The boom in the Canadian housing market has been a remarkable 20-month tale in the wake of the pandemic. From pent-up demand to pent-up savings, immense price growth and sizzling sales activity, the Canadian real estate market has benefited sellers, leaving buyers sitting on the sidelines waiting for some respite.
With the average selling price for a home in Canada north of $700,000 – and more than $1 million in some major urban centres – there is one rather ominous word being tossed around throughout the national media landscape and global financial markets: bubble.
For housing markets such as Toronto and Vancouver, buyers and sellers have become immune to this term because conditions within these heated markets have felt bubble-like since long before the pandemic. However, bubble risks could potentially be a concerning turn of developments for small towns and rural communities that have not witnessed conditions like these before. Whatever the case, the consensus is that the pandemic surge has led to an unsustainable national housing market that could lead to either a minor speed bump in some provinces…or an immense nationwide correction.
Some Canadian Housing Markets Named “Bubble Risks”
UBS, a major Swiss financial institution, has published its latest assessment of 24 major housing markets in North America, Europe and Asia. The bank combs through a wide range of factors, such as local income levels and prices. Once it compiles the data, researchers place these cities into one of five categories:
- Depressed housing market (a score of -1.5 or lower)
- Undervalued (-0.5 to -1.5)
- Fairly valued (-0.5 to +0.5)
- Overvalued (+0.5 to +1.5)
- Bubble (1.5 and up)
Of the six cities claimed to be in housing bubbles, two of them were situated in Canada. In what may be no surprise to anyone, these two Canadian cities were Toronto and Vancouver. The former received a score of 2.02, and the latter was given 1.66. Only Frankfurt, Germany (2.16) beat Toronto. Vancouver ranked behind Hong Kong (1.9), Munich (1.84) and Zurich (1.83).
“Real prices increased by almost eight per cent from mid-2020 to mid-2021,” the bank said, adding that these gains have been fuelled by historically low mortgage rates. Should the Bank of Canada (BoC) raise its key benchmark interest rate, this “could lead to an abrupt end to the current housing frenzy.”
UBS added that real estate investment is also in a challenging situation. The report authors noted that investors who purchased properties as a source of rental income would require 28 years in Toronto and 31 years in Vancouver to rent out these investment properties and cover the initial cost. This is why UBS economists think that Canada’s two largest cities are facing “a substantial and sustained mis-pricing of an asset, the existence of which cannot be proved unless it bursts.”
UBS is not the only financial institution to ring the bubble alarm bells.
Moody’s Analytics released its latest report, suggesting that Canada’s housing industry is overvalued by as much as 91 per cent. According to the models, here are the top five cities with overvalued home prices (all located in Ontario):
- Niagara-St. Catherines: 90.8%
- Peterborough: 79.65%
- Windsor: 77.45%:
- Hamilton: 73.12%
- London: 61.77%
The top five undervalued cities in the country are:
- Saskatoon, Saskatchewan: -31.78%
- Calgary, Alberta: -30.92%
- Edmonton, Alberta: -29.87%
- John’s, Newfoundland and Labrador: -21.06%
- Regina, Saskatchewan: -17.12%
What about the two largest markets? Toronto was overvalued by 39.53 per cent, while Vancouver was overvalued by 22.95 per cent.

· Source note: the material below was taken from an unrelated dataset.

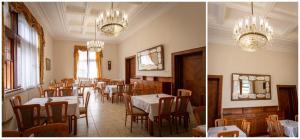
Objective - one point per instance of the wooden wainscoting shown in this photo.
(255, 115)
(162, 84)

Indeed, after home prices skyrocketed 375 per cent nationwide and as much as 490 per cent in Toronto over the last two decades, are these findings and prognostications even shocking anymore?
Is Canadian Real Estate Starting to Moderate?
In October, the Teranet-National Bank House Price Index did not rise month-over-month. This is the first time this has happened in the Canadian real estate market in more than two years. Moreover, according to the Canadian Real Estate Association (CREA), monthly residential sales rose 0.6 per cent month-over-month in November but declined 0.7 per cent year-over-year. But why did this happen?
The increase in the mortgage stress test could be a factor. In June, the Canadian government raised the stress test to 5.25 per cent, limiting the amount borrowers can take out, and reducing the pool of homebuyers.
Industry observers suggest that many prospective homeowners are now taking a wait-and-see approach, meanwhile sellers are keen to take advantage of the sky-high valuations before the Bank of Canada (BoC) potentially raises interest rates in April. Over the next few months, this may help to balance out many markets across the country.
Be it stress tests or rate hikes, one thing is clear: sales activity is beginning to subside in the Canadian housing market. This may not necessarily mean the boom is over, but it does suggest that the country has (finally) reached peak growth.